During the 1970s, reactor safety authorities developed increasing interest in methods for accurately predicting the extent of hazards associated with severe accidents in light water reactors (LWRs). In response to these concerns, out-of-pile experimental projects were initiated by the U.S. Nuclear Regulatory Commission and the French Nuclear Protection and Safety Institute, at Oak Ridge National Laboratory (ORNL) and the Commissariat à l’Energie Atomique (CEA), respectively. Both experimental efforts were designed for source term characterization of the fission products (FPs) released from LWR fuel samples under test conditions representative of severe accidents, i.e., in oxidizing or reducing atmospheres at temperatures up to 2700 K (at ORNL) and 2570 K (at CEA). The experimental devices, procedures, and parameters are described. The combined database of available results is summarized and related to experimental conditions. Using Booth diffusion theory, diffusion coefficients of the FPs were calculated, and their evolution with temperatures in the 1070 to 2700 K range were plotted. The results show the good agreement between the independently determined ORNL and CEA FP diffusion coefficient values.
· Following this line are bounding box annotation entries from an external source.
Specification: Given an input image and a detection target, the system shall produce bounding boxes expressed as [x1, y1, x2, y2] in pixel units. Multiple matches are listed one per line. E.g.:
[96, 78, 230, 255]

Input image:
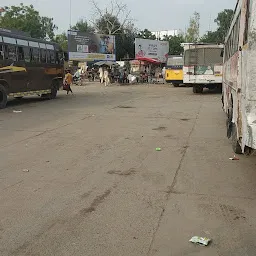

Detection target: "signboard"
[135, 38, 169, 63]
[68, 30, 116, 61]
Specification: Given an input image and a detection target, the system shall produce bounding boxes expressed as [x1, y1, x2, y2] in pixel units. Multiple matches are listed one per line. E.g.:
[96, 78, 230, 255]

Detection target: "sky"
[0, 0, 237, 34]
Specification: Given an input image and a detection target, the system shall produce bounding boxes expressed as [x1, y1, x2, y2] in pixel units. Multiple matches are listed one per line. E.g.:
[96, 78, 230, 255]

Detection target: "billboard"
[135, 38, 169, 63]
[68, 30, 116, 61]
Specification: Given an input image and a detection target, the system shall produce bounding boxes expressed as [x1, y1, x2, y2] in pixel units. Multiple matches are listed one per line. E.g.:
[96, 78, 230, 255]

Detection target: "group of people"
[99, 67, 110, 86]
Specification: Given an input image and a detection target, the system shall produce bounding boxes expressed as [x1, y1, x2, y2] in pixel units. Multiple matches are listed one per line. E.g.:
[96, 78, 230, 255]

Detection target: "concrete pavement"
[0, 84, 256, 256]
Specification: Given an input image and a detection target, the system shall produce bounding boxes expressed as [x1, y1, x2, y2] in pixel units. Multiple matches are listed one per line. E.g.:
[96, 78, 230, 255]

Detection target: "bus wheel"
[47, 83, 58, 100]
[0, 84, 7, 109]
[231, 123, 242, 154]
[193, 84, 204, 93]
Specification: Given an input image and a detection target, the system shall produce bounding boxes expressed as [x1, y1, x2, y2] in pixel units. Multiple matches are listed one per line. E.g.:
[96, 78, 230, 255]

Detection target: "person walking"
[103, 69, 109, 86]
[99, 67, 103, 84]
[65, 70, 73, 95]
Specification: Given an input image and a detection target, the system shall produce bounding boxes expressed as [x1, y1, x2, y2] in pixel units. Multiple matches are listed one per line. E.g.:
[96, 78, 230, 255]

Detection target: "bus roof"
[225, 0, 242, 43]
[0, 28, 60, 48]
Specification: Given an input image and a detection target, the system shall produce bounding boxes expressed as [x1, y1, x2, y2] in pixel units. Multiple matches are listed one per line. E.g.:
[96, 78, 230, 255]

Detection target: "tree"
[71, 19, 95, 33]
[185, 12, 200, 43]
[164, 34, 185, 55]
[137, 29, 156, 40]
[200, 31, 221, 44]
[54, 32, 68, 51]
[91, 0, 132, 35]
[201, 9, 234, 43]
[0, 4, 57, 40]
[91, 0, 135, 59]
[214, 9, 234, 43]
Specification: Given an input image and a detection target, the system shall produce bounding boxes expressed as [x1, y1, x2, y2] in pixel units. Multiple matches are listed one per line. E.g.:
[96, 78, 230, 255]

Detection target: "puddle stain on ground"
[108, 168, 136, 176]
[152, 126, 167, 131]
[80, 189, 111, 216]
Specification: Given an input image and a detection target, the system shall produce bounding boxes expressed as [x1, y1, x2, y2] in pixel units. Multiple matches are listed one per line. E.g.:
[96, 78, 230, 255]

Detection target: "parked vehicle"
[183, 43, 224, 93]
[0, 29, 64, 108]
[165, 55, 184, 87]
[222, 0, 256, 154]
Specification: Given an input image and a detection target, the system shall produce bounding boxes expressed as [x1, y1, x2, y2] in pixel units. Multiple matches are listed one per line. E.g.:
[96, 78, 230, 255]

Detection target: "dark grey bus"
[0, 29, 67, 108]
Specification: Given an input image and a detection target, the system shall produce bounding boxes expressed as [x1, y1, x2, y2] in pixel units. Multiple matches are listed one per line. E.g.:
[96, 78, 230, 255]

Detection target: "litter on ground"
[189, 236, 211, 246]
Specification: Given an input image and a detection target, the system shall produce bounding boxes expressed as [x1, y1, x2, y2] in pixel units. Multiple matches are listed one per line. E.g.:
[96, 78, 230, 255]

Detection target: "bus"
[165, 55, 184, 87]
[183, 43, 224, 93]
[0, 29, 64, 108]
[222, 0, 256, 155]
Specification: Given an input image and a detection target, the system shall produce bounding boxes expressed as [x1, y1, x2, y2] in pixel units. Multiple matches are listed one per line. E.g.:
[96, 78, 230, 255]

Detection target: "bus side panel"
[165, 69, 183, 83]
[241, 1, 256, 149]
By plotting the data in Arrhenius fashion, it has been possible to do the following:

  1. quantify the thermal activation coefficients for both volatile and low volatile FPs
  2. identify classes of FPs whose release behavior does not follow a purely diffusional mechanism, but rather depends on chemical interactions with the environment; i.e., they exhibit mixed diffusional and transport-dependent mechanisms.
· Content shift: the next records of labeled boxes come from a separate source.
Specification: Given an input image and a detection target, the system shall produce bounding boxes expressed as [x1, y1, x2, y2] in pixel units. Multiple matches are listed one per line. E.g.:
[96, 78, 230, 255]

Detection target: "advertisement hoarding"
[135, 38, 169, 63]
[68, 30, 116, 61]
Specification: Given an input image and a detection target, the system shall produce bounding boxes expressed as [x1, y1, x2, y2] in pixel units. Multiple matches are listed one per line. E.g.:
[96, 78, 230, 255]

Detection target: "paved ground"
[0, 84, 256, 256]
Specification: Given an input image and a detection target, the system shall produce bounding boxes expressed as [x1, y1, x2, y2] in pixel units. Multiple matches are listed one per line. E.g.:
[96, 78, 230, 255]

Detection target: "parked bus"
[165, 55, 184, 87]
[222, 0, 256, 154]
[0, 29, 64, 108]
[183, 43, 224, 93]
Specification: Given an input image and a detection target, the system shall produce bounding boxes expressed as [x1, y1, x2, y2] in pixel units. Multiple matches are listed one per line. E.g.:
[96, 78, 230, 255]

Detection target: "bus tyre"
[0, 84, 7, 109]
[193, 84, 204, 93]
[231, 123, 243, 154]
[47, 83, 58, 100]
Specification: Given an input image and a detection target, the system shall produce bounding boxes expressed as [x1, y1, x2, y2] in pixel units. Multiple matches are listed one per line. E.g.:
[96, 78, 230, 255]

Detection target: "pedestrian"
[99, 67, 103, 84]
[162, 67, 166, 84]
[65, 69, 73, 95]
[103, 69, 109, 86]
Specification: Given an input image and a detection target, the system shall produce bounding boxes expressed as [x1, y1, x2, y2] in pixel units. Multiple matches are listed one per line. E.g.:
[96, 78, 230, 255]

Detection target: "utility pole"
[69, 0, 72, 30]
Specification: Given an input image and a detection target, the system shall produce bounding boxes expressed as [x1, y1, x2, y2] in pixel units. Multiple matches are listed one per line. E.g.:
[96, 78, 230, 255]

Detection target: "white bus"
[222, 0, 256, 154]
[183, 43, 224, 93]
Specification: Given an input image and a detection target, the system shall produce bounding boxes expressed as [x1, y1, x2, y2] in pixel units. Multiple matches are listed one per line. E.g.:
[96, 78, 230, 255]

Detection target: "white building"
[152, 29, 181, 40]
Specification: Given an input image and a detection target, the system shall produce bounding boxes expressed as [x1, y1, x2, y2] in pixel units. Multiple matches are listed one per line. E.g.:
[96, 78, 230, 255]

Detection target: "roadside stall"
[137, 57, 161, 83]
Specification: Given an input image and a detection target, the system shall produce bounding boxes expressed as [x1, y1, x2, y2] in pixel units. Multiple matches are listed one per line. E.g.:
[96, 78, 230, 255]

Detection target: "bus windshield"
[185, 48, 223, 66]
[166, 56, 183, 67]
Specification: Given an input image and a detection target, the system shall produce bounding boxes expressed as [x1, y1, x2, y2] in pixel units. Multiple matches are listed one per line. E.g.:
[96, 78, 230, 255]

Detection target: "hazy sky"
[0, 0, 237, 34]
A model supported by these experimental results and based on the CORSOR-Booth code is proposed and compared with CORSOR calculations. To facilitate the comparison, a model based on FP diffusion mechanisms that was developed at ORNL and adapted with CEA experimental data is proposed. This CEA model, as well as CORSOR-Booth calculations are compared with the ORNL experimental data in a blind test. Additional experimental work is in progress to determine the releases of nonvolatile FPs and transuranics at temperatures up to fuel melting as well as FP deposition mechanisms under both oxidizing and reducing conditions. An effort is made to quantify the dependence of the temperature transient δT/δt as well as the oxygen potential effects on the release kinetics. Those data will allow further verification and extension of the field of application for our model.